Tout ce qui est autre la met en danger, car s’il existe une autre voie, cela signifie que le monde n’est plus global. La flexibilité, qui faisait la force du libéralisme face au communisme, a disparu. La rigidité idéologique a changé de camp, avec la disparition du libéralisme, lui-même dévoré par le monstre dont il a accouché.

Regardez les chiffres officiels lancés par Charles Michel ces jours-ci concernant l’aide apportée par les pays européens à la guerre en Ukraine : «Le soutien militaire apporté à l’Ukraine par l’UE et ses États membres depuis le début de la guerre s’élève à environ 28 milliards d’euros.»

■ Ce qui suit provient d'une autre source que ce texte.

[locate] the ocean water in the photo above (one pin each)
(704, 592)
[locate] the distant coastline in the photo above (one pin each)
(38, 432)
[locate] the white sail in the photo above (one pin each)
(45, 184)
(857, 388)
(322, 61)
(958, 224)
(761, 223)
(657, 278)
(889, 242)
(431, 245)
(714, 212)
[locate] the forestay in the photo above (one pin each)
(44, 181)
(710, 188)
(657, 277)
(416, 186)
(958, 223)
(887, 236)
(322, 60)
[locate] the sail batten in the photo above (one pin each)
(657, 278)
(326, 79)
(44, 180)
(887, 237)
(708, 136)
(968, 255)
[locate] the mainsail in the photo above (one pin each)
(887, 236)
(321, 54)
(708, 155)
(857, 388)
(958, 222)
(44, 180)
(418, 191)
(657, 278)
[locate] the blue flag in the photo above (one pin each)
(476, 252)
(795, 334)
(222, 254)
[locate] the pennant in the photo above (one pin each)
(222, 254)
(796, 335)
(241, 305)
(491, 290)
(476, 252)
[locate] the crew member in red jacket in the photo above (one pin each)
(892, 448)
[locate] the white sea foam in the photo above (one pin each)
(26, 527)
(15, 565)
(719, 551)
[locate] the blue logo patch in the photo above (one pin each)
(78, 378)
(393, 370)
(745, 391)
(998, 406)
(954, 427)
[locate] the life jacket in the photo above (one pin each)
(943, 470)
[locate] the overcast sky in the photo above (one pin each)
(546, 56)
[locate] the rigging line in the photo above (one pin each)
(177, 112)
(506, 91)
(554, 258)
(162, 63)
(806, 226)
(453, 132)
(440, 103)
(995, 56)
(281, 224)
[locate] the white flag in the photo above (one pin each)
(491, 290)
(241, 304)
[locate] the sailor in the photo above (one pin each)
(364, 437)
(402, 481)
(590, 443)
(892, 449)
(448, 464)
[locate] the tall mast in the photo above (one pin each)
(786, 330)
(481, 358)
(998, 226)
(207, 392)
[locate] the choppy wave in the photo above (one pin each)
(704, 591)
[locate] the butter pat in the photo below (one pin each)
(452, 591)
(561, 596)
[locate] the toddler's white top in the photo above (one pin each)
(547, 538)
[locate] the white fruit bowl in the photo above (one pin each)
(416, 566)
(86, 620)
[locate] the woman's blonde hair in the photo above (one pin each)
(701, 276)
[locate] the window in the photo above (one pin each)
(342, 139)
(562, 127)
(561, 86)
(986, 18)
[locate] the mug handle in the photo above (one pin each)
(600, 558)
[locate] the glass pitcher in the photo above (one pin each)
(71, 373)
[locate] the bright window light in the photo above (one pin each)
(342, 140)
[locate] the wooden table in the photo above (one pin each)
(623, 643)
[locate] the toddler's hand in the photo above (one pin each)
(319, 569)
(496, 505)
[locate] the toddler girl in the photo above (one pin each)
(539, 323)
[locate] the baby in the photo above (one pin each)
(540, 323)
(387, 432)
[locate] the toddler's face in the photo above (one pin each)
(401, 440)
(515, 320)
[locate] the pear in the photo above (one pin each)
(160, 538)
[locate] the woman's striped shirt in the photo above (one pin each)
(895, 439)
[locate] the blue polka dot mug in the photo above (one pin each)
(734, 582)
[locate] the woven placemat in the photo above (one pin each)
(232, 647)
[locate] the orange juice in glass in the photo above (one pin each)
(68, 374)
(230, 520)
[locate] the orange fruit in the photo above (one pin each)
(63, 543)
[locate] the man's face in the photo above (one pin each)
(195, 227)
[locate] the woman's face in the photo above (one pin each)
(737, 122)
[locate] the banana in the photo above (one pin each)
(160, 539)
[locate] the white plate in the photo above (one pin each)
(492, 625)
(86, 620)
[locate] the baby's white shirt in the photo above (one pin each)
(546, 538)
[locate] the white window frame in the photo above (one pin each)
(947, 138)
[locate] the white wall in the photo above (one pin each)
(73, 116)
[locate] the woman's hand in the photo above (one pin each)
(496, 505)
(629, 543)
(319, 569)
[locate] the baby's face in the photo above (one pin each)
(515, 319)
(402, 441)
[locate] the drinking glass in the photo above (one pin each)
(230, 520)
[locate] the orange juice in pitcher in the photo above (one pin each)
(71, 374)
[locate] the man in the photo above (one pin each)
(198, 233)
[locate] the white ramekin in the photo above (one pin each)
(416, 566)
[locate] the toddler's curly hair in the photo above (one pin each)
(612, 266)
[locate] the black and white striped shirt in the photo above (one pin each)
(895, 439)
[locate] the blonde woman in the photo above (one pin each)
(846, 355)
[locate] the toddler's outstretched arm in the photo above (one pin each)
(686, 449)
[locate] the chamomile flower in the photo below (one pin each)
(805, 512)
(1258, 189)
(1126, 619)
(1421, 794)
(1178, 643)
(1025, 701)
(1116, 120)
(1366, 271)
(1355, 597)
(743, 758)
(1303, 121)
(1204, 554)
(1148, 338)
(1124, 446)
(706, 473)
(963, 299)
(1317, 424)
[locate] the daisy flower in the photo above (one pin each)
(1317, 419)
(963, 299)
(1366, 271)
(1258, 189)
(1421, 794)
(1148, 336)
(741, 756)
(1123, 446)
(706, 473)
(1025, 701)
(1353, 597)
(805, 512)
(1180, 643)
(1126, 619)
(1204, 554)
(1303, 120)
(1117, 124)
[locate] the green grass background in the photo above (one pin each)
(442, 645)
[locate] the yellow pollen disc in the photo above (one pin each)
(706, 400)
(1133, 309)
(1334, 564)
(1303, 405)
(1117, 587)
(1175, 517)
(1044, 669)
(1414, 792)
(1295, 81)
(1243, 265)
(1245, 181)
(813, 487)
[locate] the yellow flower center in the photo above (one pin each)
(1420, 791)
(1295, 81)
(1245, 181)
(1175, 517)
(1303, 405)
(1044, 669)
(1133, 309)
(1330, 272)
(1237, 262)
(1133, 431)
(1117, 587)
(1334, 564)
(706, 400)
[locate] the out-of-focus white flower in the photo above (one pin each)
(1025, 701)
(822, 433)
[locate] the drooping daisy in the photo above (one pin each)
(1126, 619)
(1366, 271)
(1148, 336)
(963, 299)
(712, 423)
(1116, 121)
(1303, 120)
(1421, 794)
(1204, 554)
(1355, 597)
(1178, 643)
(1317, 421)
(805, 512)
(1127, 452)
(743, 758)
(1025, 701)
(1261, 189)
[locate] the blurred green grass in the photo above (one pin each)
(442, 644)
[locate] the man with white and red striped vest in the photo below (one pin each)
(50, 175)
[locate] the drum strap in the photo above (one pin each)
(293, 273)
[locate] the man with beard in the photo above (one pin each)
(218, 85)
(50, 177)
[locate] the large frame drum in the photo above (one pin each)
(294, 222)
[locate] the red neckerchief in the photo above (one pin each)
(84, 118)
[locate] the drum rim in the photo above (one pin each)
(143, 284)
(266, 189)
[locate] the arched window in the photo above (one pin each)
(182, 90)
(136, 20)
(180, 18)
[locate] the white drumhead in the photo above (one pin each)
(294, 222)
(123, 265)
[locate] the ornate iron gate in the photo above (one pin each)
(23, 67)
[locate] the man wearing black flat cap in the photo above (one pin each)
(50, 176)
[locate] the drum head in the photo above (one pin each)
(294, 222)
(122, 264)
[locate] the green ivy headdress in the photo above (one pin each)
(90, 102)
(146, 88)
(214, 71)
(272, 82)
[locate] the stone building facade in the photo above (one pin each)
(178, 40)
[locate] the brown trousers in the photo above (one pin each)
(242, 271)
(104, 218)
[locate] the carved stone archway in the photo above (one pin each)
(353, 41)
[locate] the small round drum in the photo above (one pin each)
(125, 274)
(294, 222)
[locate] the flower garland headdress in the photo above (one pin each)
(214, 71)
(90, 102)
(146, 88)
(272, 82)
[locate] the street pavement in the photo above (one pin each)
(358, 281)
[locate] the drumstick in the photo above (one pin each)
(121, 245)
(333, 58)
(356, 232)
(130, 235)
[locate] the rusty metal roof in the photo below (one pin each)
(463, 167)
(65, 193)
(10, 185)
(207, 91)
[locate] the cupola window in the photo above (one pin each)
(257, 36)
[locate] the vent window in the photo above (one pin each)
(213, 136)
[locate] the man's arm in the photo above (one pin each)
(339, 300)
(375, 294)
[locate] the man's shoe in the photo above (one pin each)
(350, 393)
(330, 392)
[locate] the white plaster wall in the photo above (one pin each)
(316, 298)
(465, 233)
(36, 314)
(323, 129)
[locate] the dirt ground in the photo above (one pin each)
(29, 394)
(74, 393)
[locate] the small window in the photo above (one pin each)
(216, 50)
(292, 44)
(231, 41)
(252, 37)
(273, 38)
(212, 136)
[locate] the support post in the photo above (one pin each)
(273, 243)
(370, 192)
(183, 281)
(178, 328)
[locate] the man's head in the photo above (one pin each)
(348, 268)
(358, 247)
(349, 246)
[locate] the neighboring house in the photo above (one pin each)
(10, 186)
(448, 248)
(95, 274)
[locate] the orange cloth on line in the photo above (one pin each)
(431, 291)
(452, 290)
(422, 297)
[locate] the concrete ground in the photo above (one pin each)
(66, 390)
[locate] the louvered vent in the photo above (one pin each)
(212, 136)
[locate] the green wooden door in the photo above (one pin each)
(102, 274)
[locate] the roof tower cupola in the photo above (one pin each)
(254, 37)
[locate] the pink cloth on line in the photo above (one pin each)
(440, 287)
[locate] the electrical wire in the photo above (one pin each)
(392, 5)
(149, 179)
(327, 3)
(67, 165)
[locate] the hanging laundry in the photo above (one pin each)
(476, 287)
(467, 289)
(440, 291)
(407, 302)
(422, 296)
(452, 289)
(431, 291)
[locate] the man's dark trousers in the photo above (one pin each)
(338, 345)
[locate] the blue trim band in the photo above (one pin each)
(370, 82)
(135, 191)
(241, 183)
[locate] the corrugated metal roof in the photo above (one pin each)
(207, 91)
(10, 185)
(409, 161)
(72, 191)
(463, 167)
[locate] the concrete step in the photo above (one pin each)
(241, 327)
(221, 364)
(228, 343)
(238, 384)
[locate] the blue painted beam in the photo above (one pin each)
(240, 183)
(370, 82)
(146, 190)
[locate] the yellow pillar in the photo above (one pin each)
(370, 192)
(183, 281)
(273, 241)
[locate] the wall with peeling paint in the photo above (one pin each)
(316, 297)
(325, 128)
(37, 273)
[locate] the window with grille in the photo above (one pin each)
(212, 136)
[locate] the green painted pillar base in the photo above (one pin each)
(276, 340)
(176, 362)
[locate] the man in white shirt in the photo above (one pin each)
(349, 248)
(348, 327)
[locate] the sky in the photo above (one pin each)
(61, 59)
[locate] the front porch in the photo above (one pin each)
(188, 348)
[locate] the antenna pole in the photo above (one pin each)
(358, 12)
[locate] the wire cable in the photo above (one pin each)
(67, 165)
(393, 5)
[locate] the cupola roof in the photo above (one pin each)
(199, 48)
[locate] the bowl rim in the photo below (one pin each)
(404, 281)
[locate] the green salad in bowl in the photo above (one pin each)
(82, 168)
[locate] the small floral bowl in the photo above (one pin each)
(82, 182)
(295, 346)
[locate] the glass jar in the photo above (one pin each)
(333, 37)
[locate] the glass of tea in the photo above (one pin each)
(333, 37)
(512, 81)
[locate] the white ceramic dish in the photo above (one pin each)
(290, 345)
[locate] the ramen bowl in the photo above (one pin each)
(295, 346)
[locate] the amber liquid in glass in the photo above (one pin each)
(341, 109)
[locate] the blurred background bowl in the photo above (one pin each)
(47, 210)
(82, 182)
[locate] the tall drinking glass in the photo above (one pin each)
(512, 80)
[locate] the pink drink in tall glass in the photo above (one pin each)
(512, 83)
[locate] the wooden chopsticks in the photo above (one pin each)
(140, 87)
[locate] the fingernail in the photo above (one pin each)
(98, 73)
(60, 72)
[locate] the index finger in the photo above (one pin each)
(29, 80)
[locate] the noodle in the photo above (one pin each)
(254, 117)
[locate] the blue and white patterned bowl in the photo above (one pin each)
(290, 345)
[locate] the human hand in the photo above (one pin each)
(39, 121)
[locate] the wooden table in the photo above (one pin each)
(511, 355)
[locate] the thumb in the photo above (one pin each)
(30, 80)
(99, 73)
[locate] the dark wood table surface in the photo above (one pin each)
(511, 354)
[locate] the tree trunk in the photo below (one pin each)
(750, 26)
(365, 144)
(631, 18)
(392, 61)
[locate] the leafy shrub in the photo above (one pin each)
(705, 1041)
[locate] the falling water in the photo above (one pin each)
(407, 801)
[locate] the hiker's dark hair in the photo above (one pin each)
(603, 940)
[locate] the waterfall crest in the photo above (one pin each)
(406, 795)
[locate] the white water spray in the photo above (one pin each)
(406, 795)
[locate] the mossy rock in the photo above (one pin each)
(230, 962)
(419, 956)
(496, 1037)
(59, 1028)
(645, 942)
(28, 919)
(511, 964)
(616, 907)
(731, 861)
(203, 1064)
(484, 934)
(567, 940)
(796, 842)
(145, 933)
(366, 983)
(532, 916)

Le terme d’économie de guerre, de part et d’autre du Rhin

28 milliards d’euros. C’est environ la moitié du budget européen annuel consacré à l’agriculture, la fameuse PAC. C’est énorme. C’est un choix stratégique, qui n’est pas circonstancié par le conflit en Ukraine, ne confondons pas les causes et les conséquences. Et en réalité, Charles Michel le laisse entendre, lorsqu’il précise que depuis neuf ans, le budget accordé à l’armée augmente : «Ces décisions collectives marquent une nouvelle ère dans notre défense européenne commune et nous conduisent à une véritable Union de la défense. Je suis convaincu qu’un véritable marché unique de la défense devrait sous-tendre cette nouvelle ère de la sécurité européenne. Les dépenses de défense des alliés européens ont augmenté en moyenne de plus de 8% l’année dernière – il s’agit de la neuvième année consécutive d’augmentation des dépenses de défense.»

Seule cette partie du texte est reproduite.